Structural Variants
Charles Plessy
05 August, 2024
Source:vignettes/StructuralVariants.Rmd
StructuralVariants.Rmd
Structural Variants
The GBreaks()
objects here are provided as lazy
data and by convention their name always start with
example
.
Colinearity
Definition
We define structural variants as patterns of interruption of the colinearity between genomes.
Colinearity is a property of pairs of mapped regions.
plotApairOfChrs(exampleColinear, main = "Two colinear regions")
Regions that mapped on reverse strands and in reverse order are also colinear.
plotApairOfChrs(reverse(exampleColinear), main = "Two colinear regions on different strands")
Regions that are only in reverse order, or only mapped on opposite strands are not colinear.
plotApairOfChrs(exampleNotColinear, main = "Same strand but not colinear")
plotApairOfChrs(reverse(exampleNotColinear), main = "Both on opposite strand but not colinear")
In this example, the syntenic chromosomes are called
chrA
and chrB
, but the names do not
matter.
Technical details
Remember that the flagColinearAlignments()
function puts
the flag on the first member of the pair, ordered by the sequence on the
target genome.
flagColinearAlignments(exampleColinear)
## GBreaks object with 2 ranges and 2 metadata columns:
## seqnames ranges strand | query colinear
## <Rle> <IRanges> <Rle> | <GRanges> <logical>
## [1] chrA 100-150 + | chrB:100-150 TRUE
## [2] chrA 251-300 + | chrB:251-300 FALSE
## -------
## seqinfo: 1 sequence from an unspecified genome
flagColinearAlignments(reverse(exampleColinear))

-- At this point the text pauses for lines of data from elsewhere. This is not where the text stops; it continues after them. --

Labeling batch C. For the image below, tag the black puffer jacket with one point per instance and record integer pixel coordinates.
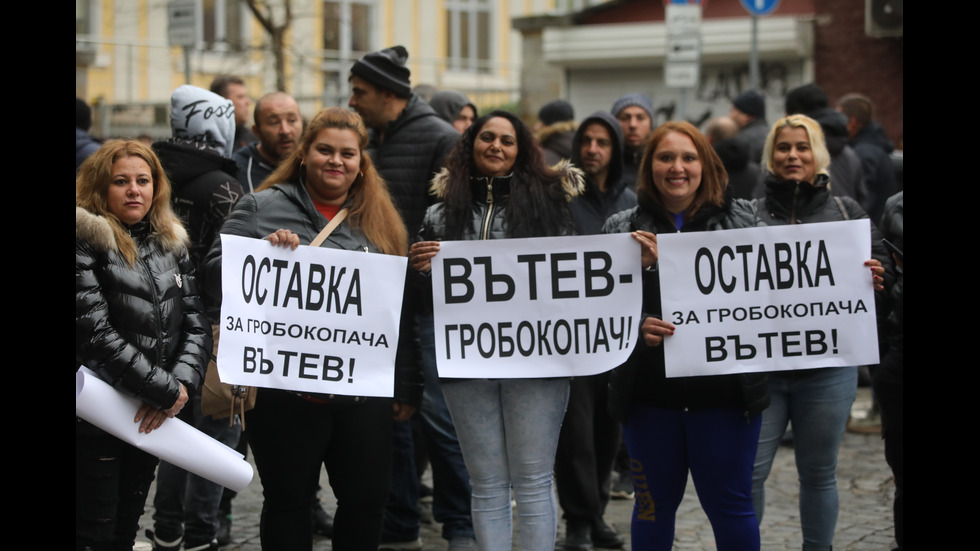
(791, 202)
(642, 379)
(492, 195)
(141, 328)
(411, 153)
(288, 206)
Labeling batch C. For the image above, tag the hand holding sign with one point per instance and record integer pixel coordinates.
(420, 255)
(648, 252)
(284, 238)
(654, 330)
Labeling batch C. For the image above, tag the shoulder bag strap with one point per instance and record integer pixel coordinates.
(325, 232)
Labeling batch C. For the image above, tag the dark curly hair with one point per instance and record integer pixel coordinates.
(538, 203)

## GBreaks object with 2 ranges and 2 metadata columns:
## seqnames ranges strand | query colinear
## <Rle> <IRanges> <Rle> | <GRanges> <logical>
## [1] chrA 301-350 - | chrB:251-300 TRUE
## [2] chrA 451-501 - | chrB:100-150 FALSE
## -------
## seqinfo: 1 sequence from an unspecified genome
# Note the tolerance window
flagColinearAlignments(exampleColinear, tol = 100)

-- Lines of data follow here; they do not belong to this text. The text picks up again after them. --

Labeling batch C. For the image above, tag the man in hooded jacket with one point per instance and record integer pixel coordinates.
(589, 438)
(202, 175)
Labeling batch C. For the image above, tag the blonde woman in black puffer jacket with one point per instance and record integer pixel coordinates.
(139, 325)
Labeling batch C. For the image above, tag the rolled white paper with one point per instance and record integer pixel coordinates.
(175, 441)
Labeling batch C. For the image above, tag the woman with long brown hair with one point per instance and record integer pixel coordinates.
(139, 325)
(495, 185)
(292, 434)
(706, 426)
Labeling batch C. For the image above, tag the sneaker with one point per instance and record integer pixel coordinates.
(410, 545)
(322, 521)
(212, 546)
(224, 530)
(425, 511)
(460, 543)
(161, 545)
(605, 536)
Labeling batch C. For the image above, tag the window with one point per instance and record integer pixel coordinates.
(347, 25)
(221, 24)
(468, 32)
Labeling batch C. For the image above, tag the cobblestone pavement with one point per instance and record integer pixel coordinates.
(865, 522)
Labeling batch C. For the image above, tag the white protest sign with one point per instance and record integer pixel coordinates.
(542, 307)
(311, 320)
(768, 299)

## GBreaks object with 2 ranges and 2 metadata columns:
## seqnames ranges strand | query colinear
## <Rle> <IRanges> <Rle> | <GRanges> <logical>
## [1] chrA 100-150 + | chrB:100-150 FALSE
## [2] chrA 251-300 + | chrB:251-300 FALSE
## -------
## seqinfo: 1 sequence from an unspecified genome
# Strandless mappings can also be colinear
exampleColinear |> plyranges::mutate(strand = "*") |> flagColinearAlignments()
## GBreaks object with 2 ranges and 2 metadata columns:
## seqnames ranges strand | query colinear
## <Rle> <IRanges> <Rle> | <GRanges> <logical>
## [1] chrA 100-150 * | chrB:100-150 TRUE
## [2] chrA 251-300 * | chrB:251-300 FALSE
## -------
## seqinfo: 1 sequence from an unspecified genome
flagColinearAlignments(exampleNotColinear)
## GBreaks object with 2 ranges and 2 metadata columns:
## seqnames ranges strand | query colinear
## <Rle> <IRanges> <Rle> | <GRanges> <logical>
## [1] chrA 100-150 + | chrB:201-251 FALSE
## [2] chrA 251-300 + | chrB:50-100 FALSE
## -------
## seqinfo: 1 sequence from an unspecified genome
To make some sanity checks against the other flagging functions there is also an object containing three colinear mappings.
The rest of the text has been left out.